Keeping Switches from Sticking

I already made the mistake of gluing a couple of my switches down to my roadbed and now they won’t work. I am using Woodland Scenics foam tack glue and track-bed, so I am thinking that I will just have to cut out the section of track bed under the switch and replace it. This might be a hard job. Any other suggestions?

Also, how can I avoid gluing a switch shut when gluing my ballast down?

You shouldn’t use any glue to hold the turnout down anywhere near the moving parts. A bit of glue on each end of turnout will be sufficient. Some modellers will “float” the entire turnout, relying on the adjacent track to hold the turnout in place. For ballasting, be very careful and again avoid the critical working areas.

In my later installations, I’ve notched the roadbed where the throwbar sits, so that there is no contact with the roadbed.
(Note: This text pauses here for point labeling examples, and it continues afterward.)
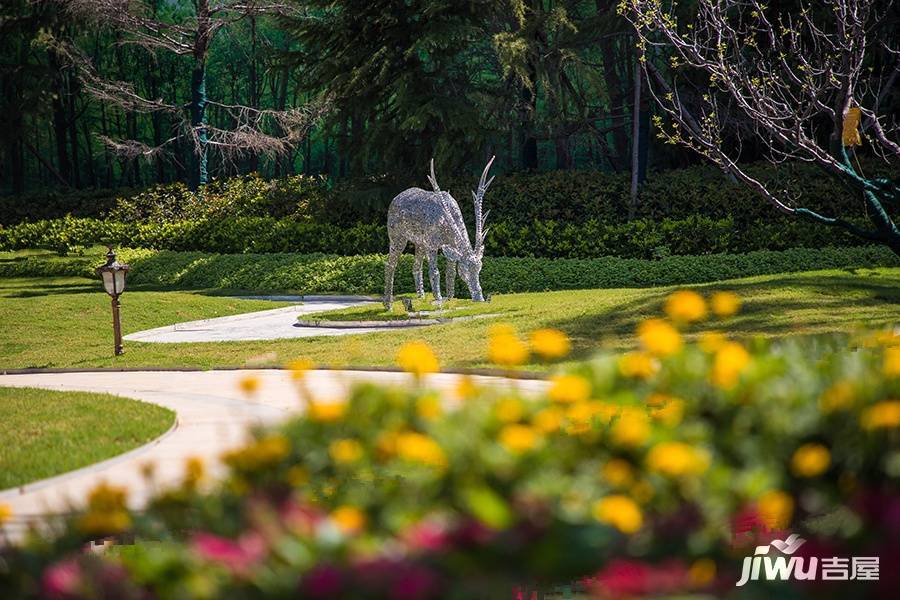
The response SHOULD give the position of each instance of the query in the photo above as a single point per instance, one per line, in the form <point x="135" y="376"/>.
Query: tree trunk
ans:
<point x="72" y="122"/>
<point x="639" y="131"/>
<point x="254" y="84"/>
<point x="60" y="128"/>
<point x="616" y="101"/>
<point x="199" y="175"/>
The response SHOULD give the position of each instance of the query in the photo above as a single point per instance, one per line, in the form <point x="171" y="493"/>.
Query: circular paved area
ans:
<point x="278" y="323"/>
<point x="212" y="416"/>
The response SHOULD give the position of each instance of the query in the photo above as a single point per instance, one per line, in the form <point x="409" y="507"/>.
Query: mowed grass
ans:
<point x="45" y="433"/>
<point x="66" y="322"/>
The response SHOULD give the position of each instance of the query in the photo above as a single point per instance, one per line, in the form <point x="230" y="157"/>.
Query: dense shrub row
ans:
<point x="518" y="198"/>
<point x="643" y="238"/>
<point x="320" y="273"/>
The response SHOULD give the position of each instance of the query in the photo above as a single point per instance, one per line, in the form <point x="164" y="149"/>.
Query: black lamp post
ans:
<point x="113" y="275"/>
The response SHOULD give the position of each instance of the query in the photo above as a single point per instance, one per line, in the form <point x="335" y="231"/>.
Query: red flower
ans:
<point x="237" y="556"/>
<point x="62" y="579"/>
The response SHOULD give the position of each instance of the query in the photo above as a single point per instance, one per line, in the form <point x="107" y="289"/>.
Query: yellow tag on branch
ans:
<point x="850" y="135"/>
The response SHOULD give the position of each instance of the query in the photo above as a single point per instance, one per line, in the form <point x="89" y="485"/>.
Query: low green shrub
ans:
<point x="323" y="273"/>
<point x="517" y="198"/>
<point x="643" y="238"/>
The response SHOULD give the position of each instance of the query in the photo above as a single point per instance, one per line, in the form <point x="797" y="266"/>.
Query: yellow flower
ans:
<point x="617" y="472"/>
<point x="550" y="344"/>
<point x="810" y="460"/>
<point x="892" y="361"/>
<point x="429" y="407"/>
<point x="702" y="572"/>
<point x="548" y="419"/>
<point x="675" y="459"/>
<point x="326" y="412"/>
<point x="883" y="415"/>
<point x="685" y="306"/>
<point x="194" y="471"/>
<point x="631" y="429"/>
<point x="659" y="337"/>
<point x="417" y="447"/>
<point x="417" y="358"/>
<point x="106" y="512"/>
<point x="519" y="438"/>
<point x="349" y="519"/>
<point x="299" y="367"/>
<point x="666" y="409"/>
<point x="638" y="364"/>
<point x="725" y="304"/>
<point x="837" y="397"/>
<point x="620" y="511"/>
<point x="642" y="491"/>
<point x="297" y="476"/>
<point x="249" y="384"/>
<point x="569" y="388"/>
<point x="730" y="360"/>
<point x="345" y="451"/>
<point x="710" y="341"/>
<point x="506" y="349"/>
<point x="509" y="410"/>
<point x="775" y="509"/>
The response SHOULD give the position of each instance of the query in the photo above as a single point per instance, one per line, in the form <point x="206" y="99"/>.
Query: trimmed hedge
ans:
<point x="643" y="238"/>
<point x="321" y="273"/>
<point x="518" y="198"/>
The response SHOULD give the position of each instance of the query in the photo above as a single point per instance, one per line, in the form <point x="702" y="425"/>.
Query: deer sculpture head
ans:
<point x="467" y="255"/>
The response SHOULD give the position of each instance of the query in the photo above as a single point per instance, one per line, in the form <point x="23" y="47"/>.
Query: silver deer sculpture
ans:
<point x="432" y="221"/>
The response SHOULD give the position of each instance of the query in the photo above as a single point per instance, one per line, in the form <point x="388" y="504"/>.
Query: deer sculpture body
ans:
<point x="432" y="222"/>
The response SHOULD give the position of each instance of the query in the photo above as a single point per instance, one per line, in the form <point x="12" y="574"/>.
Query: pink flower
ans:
<point x="237" y="556"/>
<point x="62" y="579"/>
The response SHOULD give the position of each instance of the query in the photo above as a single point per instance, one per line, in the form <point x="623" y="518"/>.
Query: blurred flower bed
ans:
<point x="651" y="473"/>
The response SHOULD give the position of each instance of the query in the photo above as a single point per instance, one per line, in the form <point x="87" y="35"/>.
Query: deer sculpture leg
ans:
<point x="389" y="267"/>
<point x="434" y="275"/>
<point x="451" y="279"/>
<point x="417" y="272"/>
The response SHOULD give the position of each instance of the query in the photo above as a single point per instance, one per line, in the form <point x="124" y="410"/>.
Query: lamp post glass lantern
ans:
<point x="113" y="275"/>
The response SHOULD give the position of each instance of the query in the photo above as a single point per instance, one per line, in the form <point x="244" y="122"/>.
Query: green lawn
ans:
<point x="44" y="433"/>
<point x="64" y="322"/>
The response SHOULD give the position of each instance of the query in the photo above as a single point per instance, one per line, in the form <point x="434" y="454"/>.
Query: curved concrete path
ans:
<point x="212" y="416"/>
<point x="278" y="323"/>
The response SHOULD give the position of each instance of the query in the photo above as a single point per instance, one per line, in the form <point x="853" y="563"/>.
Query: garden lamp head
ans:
<point x="113" y="274"/>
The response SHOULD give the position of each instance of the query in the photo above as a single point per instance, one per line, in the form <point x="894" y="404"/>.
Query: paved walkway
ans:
<point x="212" y="417"/>
<point x="278" y="323"/>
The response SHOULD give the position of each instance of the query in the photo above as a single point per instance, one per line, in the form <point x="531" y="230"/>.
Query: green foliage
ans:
<point x="247" y="196"/>
<point x="643" y="238"/>
<point x="322" y="273"/>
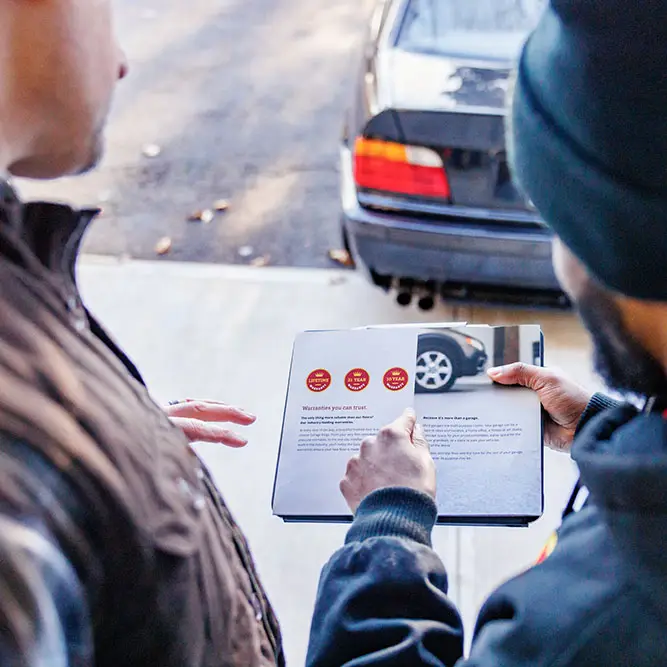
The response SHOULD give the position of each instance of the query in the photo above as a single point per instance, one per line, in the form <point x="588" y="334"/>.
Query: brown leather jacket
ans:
<point x="87" y="457"/>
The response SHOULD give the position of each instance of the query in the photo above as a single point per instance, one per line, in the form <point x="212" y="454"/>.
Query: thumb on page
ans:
<point x="406" y="422"/>
<point x="419" y="437"/>
<point x="524" y="375"/>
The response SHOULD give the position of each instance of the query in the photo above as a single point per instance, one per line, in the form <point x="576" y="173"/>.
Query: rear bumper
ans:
<point x="475" y="364"/>
<point x="458" y="251"/>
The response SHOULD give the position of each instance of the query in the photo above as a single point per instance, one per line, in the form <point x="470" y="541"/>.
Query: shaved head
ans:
<point x="59" y="63"/>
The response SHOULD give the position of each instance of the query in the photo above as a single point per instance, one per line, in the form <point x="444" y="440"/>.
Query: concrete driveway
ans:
<point x="206" y="331"/>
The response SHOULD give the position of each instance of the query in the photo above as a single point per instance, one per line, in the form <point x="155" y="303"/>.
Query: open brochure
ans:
<point x="486" y="439"/>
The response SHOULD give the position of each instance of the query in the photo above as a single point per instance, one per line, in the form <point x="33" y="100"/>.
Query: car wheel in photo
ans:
<point x="437" y="365"/>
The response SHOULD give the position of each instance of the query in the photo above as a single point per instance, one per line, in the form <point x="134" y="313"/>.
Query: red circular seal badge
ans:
<point x="396" y="379"/>
<point x="319" y="380"/>
<point x="357" y="379"/>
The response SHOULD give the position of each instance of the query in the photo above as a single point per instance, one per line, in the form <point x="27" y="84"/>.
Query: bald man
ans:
<point x="115" y="546"/>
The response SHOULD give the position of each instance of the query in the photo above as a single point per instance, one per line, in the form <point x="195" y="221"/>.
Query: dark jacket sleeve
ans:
<point x="382" y="598"/>
<point x="43" y="616"/>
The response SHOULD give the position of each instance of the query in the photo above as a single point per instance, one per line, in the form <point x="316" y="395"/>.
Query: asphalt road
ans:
<point x="243" y="99"/>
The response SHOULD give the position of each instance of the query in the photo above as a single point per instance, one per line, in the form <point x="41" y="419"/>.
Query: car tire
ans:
<point x="440" y="360"/>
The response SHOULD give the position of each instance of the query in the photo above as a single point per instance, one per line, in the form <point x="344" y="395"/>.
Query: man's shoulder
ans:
<point x="574" y="607"/>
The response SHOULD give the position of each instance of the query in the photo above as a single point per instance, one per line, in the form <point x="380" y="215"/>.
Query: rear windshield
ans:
<point x="482" y="29"/>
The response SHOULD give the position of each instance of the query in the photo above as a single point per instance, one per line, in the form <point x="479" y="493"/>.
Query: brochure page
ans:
<point x="486" y="440"/>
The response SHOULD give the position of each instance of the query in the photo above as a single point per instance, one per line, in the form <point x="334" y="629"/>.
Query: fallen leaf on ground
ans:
<point x="151" y="150"/>
<point x="261" y="261"/>
<point x="246" y="251"/>
<point x="206" y="216"/>
<point x="341" y="256"/>
<point x="163" y="246"/>
<point x="338" y="280"/>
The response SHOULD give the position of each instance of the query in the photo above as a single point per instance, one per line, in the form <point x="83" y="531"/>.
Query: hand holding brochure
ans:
<point x="486" y="440"/>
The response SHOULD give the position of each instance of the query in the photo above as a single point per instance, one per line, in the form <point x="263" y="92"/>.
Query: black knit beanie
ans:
<point x="588" y="136"/>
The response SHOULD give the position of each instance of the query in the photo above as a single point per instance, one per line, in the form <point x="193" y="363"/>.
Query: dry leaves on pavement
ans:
<point x="163" y="246"/>
<point x="341" y="256"/>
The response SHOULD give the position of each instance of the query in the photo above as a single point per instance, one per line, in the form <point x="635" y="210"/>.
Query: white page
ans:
<point x="486" y="440"/>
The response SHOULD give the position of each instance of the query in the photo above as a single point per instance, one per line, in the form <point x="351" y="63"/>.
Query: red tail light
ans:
<point x="390" y="167"/>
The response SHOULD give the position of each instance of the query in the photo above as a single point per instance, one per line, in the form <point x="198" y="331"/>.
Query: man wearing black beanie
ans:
<point x="588" y="143"/>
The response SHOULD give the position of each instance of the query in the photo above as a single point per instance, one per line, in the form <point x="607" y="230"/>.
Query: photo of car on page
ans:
<point x="457" y="359"/>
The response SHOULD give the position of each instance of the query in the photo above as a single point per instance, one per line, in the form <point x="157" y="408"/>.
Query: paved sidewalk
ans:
<point x="226" y="333"/>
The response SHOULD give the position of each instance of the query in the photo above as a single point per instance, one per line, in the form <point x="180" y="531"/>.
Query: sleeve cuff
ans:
<point x="394" y="512"/>
<point x="598" y="403"/>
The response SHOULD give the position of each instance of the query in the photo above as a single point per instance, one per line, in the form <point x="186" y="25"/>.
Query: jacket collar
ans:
<point x="51" y="233"/>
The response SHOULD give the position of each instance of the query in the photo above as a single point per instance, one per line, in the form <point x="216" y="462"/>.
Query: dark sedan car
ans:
<point x="429" y="206"/>
<point x="446" y="356"/>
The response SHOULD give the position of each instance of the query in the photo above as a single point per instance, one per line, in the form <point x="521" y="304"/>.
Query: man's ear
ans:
<point x="646" y="322"/>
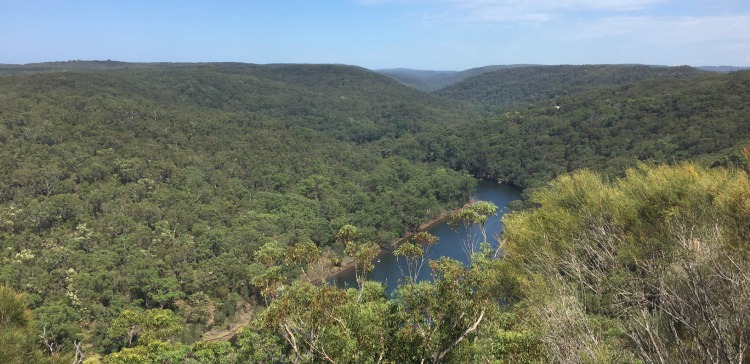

That will prevent the throwbar from getting glued to the roadbed even if a bit of glue gets in there.

You may be able to free up the turnout if you can slide a credit card between the roadbed and the turnout to loosen the glue, assuming it’s just a bit that’s causing the problem. A razor blade or knife might work if the “softer” approach of a credit card doesn’t do it.

Most of us have had to rip up recently-laid track to fix problems with it, so at least you’re in good company. Once you get it working, join us over at the Beer Barn and laugh about it.

Before ballasting, drop some oil (Labelle engine oil will do it) into the area under and around the throwbar. That way, the glue/water will not mix with it when you apply it to the ballast.

And don’t forget to do the same around the rivet/hinge area of the point assembly if you’re using the typical pre-fab turnouts that don’t use a continuous rail from point to frog.